COVID-19, pandemic and lockdown: How 2020 changed the world

Saudi Arabia's Doctors arrive in France to Combat Coronavirus Pandemic
Saudi Arabia's Doctors arrive in France to Combat Coronavirus Pandemic

When the world celebrated the dawn of a new decade with a blaze of firework parties and revelry on January 1, few could have imagined what 2020 had in store.

In the last 12 months, the novel coronavirus has paralysed economies, devastated communities and confined nearly four billion people to their homes. It has been a year that changed the world like no other for at least a generation, possibly since World War II.

More than 1.6 million people died. At least 72 million people are known to have contracted the virus, though the actual number is likely much higher. Children became orphans, grandparents were lost and partners bereaved as loved ones died alone in hospital, bedside visits considered too dangerous to risk.

"This is a pandemic experience that's unique in the lifetime of every single person on Earth," says Sten Vermund, infectious disease epidemiologist and dean of Yale School of Public Health. "Hardly any of us haven't been touched by it."

Covid-19 is far from the deadliest pandemic in history. Bubonic plague in the 14th Century wiped out a quarter of the population. At least 50 million succumbed to Spanish Influenza in 1918-19. Thirty-three million people died of AIDS.

But contracting coronavirus is as simple as breathing in the wrong place at the wrong time.

"I went to the gate of hell and came back," said Wan Chunhui, a 44-year-old Chinese survivor who spent 17 days in hospital. "I saw with my own eyes that others failed to recover and died, which has had a big impact on me."

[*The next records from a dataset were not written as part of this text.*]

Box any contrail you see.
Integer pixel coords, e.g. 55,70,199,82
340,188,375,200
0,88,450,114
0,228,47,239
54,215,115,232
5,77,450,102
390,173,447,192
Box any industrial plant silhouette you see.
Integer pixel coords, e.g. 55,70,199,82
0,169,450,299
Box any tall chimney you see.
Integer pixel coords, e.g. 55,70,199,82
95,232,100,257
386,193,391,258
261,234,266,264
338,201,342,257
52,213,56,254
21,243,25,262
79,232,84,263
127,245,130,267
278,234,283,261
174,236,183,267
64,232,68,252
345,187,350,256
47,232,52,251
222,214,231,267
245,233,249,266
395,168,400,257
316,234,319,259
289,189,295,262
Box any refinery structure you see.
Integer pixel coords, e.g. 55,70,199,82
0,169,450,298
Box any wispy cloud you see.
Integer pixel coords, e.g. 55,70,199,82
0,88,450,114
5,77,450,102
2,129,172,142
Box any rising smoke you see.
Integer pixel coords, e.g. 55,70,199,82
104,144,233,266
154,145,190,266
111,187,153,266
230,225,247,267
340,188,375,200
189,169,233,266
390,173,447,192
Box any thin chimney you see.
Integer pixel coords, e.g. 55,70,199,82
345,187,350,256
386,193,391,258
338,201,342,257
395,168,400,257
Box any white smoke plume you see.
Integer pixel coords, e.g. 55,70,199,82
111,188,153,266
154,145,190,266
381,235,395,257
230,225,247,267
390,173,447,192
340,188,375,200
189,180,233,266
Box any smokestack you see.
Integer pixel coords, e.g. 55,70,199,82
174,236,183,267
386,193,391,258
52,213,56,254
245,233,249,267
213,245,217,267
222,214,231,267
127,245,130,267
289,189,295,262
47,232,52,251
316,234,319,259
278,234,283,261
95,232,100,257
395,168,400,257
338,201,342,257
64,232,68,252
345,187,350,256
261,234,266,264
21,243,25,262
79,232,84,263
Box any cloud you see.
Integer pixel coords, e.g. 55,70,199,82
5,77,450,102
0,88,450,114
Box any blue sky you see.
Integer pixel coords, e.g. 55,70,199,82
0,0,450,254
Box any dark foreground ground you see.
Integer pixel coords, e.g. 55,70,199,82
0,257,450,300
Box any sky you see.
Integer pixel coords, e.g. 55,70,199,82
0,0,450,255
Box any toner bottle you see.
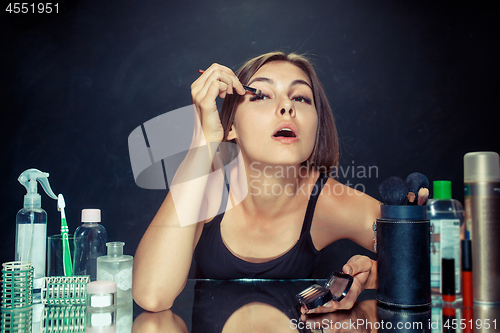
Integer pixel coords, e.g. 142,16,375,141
427,180,464,299
74,209,107,281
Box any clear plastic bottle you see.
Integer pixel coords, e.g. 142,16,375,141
15,169,57,294
74,209,107,281
427,180,464,298
97,242,134,303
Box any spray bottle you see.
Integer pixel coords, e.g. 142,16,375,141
15,169,57,294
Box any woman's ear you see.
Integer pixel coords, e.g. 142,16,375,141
226,123,236,141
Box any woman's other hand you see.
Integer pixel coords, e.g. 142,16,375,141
301,255,377,314
191,64,245,142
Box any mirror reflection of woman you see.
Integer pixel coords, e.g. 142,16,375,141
133,52,380,313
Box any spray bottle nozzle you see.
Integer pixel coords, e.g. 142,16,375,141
17,169,57,207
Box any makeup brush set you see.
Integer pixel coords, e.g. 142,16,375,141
378,172,429,206
373,172,431,309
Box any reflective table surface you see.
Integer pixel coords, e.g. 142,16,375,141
2,280,500,333
133,280,500,332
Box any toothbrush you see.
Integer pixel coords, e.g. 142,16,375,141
198,69,262,95
57,194,73,276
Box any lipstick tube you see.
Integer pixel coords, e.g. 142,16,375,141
461,239,474,307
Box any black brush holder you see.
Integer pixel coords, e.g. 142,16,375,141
374,205,431,308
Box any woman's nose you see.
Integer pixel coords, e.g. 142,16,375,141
277,101,295,118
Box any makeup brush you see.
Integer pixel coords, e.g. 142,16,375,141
406,172,429,205
378,177,409,205
198,69,262,95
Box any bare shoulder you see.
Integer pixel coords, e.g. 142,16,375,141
311,178,380,249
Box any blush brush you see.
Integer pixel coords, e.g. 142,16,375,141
198,69,262,96
378,177,409,206
406,172,429,205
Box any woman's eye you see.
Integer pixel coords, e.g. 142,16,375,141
292,96,312,104
250,94,269,102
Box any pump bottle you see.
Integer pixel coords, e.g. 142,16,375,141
15,169,57,292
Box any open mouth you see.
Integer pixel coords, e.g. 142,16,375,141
273,128,296,138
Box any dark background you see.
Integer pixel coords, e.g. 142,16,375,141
0,0,500,276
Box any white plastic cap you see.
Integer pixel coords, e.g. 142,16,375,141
82,209,101,223
464,151,500,183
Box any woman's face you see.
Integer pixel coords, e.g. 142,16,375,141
228,61,318,168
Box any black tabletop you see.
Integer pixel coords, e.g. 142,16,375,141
133,280,500,332
1,279,500,333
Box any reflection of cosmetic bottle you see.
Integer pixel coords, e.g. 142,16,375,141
464,152,500,303
97,242,134,303
441,253,456,302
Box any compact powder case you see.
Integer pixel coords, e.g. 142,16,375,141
295,272,353,310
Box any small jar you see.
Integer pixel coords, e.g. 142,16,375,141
87,281,116,309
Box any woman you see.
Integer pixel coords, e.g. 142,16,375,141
133,52,379,312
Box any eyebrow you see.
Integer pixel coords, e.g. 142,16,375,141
248,77,313,91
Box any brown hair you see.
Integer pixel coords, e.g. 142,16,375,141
221,52,339,172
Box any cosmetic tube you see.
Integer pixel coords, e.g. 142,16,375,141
464,152,500,304
462,239,474,307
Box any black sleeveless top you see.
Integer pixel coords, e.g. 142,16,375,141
194,175,328,280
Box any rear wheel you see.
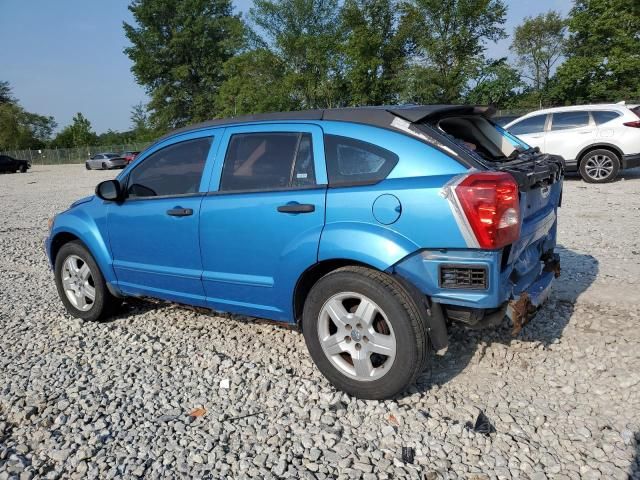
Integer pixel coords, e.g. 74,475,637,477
580,149,620,183
55,241,121,320
302,267,428,399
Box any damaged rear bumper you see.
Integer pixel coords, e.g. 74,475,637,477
393,250,560,335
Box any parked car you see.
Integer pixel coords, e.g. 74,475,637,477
84,153,128,170
505,104,640,183
0,155,31,173
46,105,563,399
120,151,140,164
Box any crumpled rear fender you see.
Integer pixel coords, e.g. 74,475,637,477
318,222,418,271
45,200,116,284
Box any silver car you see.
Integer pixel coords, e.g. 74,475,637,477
84,153,127,170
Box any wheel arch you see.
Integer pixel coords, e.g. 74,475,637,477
48,222,116,289
293,258,372,330
576,142,623,170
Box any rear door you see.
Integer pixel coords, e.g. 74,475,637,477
545,110,596,165
508,113,547,152
200,124,327,321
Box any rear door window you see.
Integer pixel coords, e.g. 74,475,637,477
509,113,547,135
324,135,398,186
551,111,589,131
591,110,622,126
220,132,316,192
127,137,213,197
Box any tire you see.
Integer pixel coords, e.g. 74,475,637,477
580,148,620,183
302,267,429,400
54,240,122,321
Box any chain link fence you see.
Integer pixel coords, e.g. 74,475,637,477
0,142,150,165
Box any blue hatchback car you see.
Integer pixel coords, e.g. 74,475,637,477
46,105,564,399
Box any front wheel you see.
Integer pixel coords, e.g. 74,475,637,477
580,149,620,183
302,267,429,399
55,241,121,321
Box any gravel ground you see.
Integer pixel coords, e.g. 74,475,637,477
0,165,640,480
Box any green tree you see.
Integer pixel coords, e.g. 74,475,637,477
130,102,160,142
341,0,408,105
216,47,300,117
553,0,640,103
124,0,244,129
52,112,98,148
403,0,507,103
511,11,566,107
466,58,525,108
249,0,345,108
0,80,16,104
0,81,56,150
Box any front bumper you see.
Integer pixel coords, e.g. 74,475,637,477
622,153,640,168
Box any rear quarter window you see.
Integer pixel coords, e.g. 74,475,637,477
509,113,547,135
591,110,622,125
324,135,399,186
551,111,589,130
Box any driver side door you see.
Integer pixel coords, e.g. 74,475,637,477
107,134,214,305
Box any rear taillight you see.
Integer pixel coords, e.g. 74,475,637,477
455,172,520,249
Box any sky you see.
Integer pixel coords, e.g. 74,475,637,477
0,0,572,133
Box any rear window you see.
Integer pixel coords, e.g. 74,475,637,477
324,135,399,185
509,113,547,135
551,111,589,130
591,110,622,125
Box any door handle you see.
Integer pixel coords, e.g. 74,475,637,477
278,203,316,213
167,207,193,217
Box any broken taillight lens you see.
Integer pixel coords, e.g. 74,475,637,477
455,172,521,249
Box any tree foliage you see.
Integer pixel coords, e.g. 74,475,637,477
0,81,56,150
249,0,344,108
124,0,244,128
52,112,98,148
466,58,525,107
553,0,640,103
340,0,408,105
405,0,507,103
511,11,566,104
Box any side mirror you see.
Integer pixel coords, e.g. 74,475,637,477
96,180,124,202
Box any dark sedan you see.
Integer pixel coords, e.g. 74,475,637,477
0,155,31,173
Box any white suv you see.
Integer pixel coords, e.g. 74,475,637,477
505,103,640,183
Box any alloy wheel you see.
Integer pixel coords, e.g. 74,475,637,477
585,154,614,180
62,255,96,312
318,292,397,381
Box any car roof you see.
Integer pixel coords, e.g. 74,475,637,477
158,105,495,142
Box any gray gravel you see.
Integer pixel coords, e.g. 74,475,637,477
0,165,640,480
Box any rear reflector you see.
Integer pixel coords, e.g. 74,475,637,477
440,265,487,290
454,172,520,250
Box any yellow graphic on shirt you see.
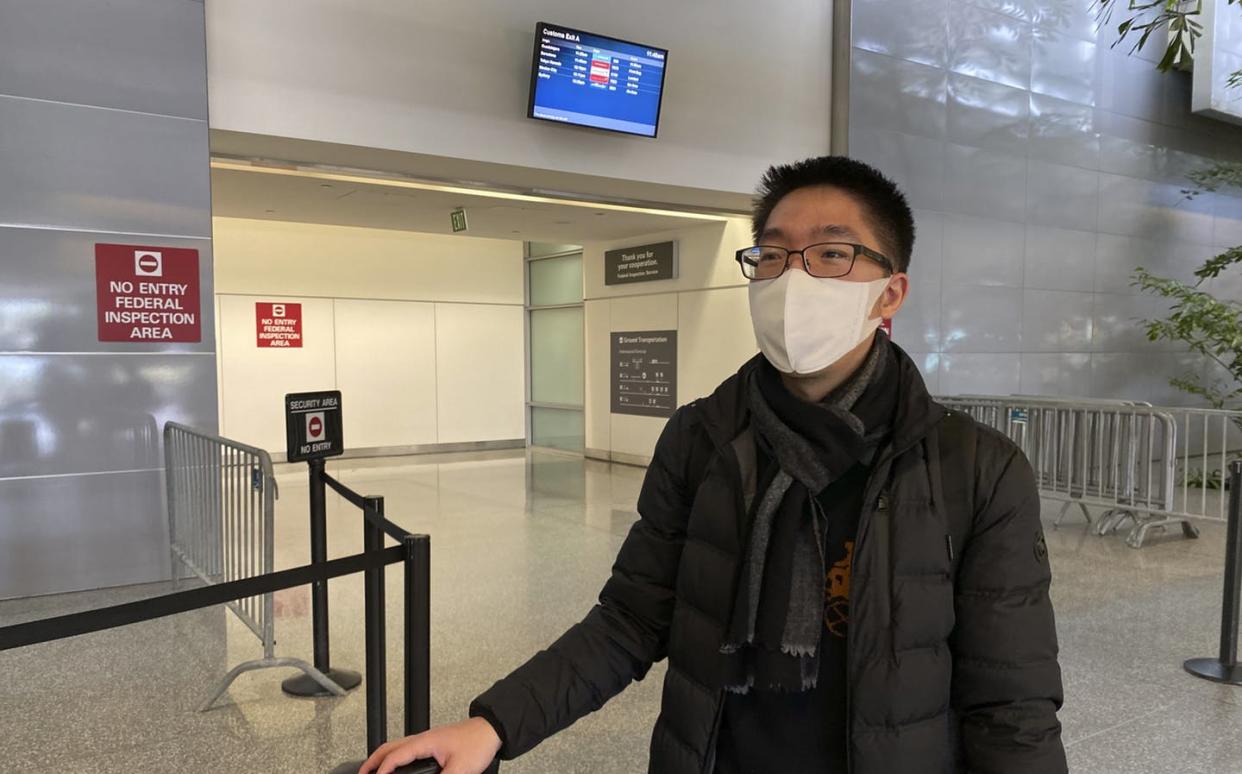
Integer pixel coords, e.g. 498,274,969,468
823,540,853,637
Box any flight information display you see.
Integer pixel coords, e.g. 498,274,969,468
529,22,668,137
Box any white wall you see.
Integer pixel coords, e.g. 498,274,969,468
207,0,831,193
582,217,758,461
214,217,525,453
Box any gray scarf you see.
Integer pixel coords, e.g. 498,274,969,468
720,335,893,693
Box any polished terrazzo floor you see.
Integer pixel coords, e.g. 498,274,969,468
0,452,1242,774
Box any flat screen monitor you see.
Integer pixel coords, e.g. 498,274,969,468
528,21,668,137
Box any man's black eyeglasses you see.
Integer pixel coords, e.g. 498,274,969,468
738,242,895,280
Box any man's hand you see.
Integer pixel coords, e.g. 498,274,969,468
358,718,501,774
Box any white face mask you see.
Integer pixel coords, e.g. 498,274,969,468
750,270,888,374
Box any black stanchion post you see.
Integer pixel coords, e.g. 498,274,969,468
1185,460,1242,686
405,534,431,735
281,458,363,696
363,497,388,755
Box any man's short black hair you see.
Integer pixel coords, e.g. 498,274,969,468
753,155,914,272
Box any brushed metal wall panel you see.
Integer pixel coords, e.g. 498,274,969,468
0,97,211,237
848,0,1242,403
0,471,169,599
0,0,207,121
0,354,217,482
0,227,215,353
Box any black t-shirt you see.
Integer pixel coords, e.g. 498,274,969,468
715,465,869,774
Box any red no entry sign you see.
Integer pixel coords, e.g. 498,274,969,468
255,301,302,349
94,245,202,343
307,411,323,441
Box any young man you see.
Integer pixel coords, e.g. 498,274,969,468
363,157,1067,774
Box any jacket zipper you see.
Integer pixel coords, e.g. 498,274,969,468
846,451,902,774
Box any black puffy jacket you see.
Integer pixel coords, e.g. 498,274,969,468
471,345,1067,774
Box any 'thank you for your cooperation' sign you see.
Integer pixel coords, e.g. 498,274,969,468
604,242,677,285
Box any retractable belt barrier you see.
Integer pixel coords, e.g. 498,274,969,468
0,545,405,651
0,417,462,774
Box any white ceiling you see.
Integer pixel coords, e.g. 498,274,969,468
211,163,720,245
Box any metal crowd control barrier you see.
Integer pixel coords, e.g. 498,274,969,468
940,395,1242,548
164,422,345,712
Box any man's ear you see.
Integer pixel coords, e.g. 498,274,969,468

The scale of the global disaster was scarcely imaginable when on December 31, Chinese authorities announced 27 cases of "viral pneumonia of unknown origin" that was baffling doctors in the city of Wuhan.

The next day, authorities quietly shut the Wuhan animal market initially linked to the outbreak. On January 7, Chinese officials announced they had identified the new virus, calling it 2019-nCoV.

On January 11, China announced the first death in Wuhan. Within days, cases flared across Asia, in France and the United States.

By the end of the month, countries were airlifting foreigners out of China. Borders around the world started to close and more than 50 million people living in Wuhan's province of Hubei were in quarantine.